I am a beginner and want to understand if my code is idiomatic polars rust.
I have written the following function:
fn transform_str_to_tb(s: Series) -> Series {
s.iter()
.map(|v| {
let value = v.to_string().replace([',', '\"'], "");
let mut parts = value.split_whitespace();
let num = parts.next().unwrap().parse::<f64>().unwrap();
let unit = parts.next().unwrap();
match unit {
"KB" => num / (1000.0 * 1000.0 * 1000.0),
"MB" => num / (1000.0 * 1000.0),
"GB" => num / 1000.0,
"TB" => num,
"PB" => num * 1000.0,
_ => panic!("Unsupported unit: {}", unit),
}
})
.collect()
}
I then call it when operating on a DataFrame as follows:
let df = df
.lazy()
.with_columns([col("value")
.map(
|s| Ok(Some(transform_str_to_tb(s))),
GetOutput::default(),
)
.alias("value_tb")])
.collect()?;
Any recommendations for how this can be improved?

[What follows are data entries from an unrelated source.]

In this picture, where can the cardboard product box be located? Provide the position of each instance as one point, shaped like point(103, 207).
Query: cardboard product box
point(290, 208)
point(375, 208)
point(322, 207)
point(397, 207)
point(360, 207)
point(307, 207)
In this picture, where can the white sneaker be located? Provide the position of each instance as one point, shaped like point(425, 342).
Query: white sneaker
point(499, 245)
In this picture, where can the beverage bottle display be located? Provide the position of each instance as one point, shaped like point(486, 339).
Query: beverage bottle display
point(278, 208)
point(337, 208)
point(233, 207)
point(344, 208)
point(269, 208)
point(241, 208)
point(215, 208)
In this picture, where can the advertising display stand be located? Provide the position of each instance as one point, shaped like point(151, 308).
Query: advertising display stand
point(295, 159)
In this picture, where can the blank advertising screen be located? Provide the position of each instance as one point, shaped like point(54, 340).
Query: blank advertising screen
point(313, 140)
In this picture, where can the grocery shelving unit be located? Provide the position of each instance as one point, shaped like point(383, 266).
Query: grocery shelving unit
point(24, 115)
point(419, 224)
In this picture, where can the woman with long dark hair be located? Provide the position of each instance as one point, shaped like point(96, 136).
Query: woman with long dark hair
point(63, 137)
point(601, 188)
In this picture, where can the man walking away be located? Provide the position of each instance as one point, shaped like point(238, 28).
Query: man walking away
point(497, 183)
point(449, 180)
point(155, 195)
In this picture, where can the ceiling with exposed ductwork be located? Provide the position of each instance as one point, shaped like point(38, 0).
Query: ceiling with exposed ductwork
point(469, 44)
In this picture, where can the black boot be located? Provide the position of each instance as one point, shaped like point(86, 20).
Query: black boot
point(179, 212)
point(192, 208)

You definitely don't want to use Series::iter
, which produces items as AnyValue
(and which you're converting to String
by using the Display
impl). You instead want something like this:
fn transform_str_to_tb(s: Series) -> PolarsResult<Option<Series>> {
Ok(Some(
s.str()? // fallibly get underlying StringChunked
.iter()
.map(|x| {
let mut parts = x?.split_whitespace();
let num = parts.next()?.parse::<f64>().unwrap();
let unit = parts.next()?;
let multiplier = match unit {
"KB" => 1.0 / (1000.0 * 1000.0 * 1000.0),
"MB" => 1.0 / (1000.0 * 1000.0),
"GB" => 1.0 / 1000.0,
"TB" => 1.0,
"PB" => 1.0 * 1000.0,
_ => panic!("Unsupported unit: {}", unit),
};
Some(num * multiplier)
})
.collect::<Float64Chunked>()
.into_series(),
))
}
let df = df! [
"value" => ["1 KB", "2 TB"]
]?
.lazy()
.with_column(
col("value").map(transform_str_to_tb, GetOutput::float_type()),
);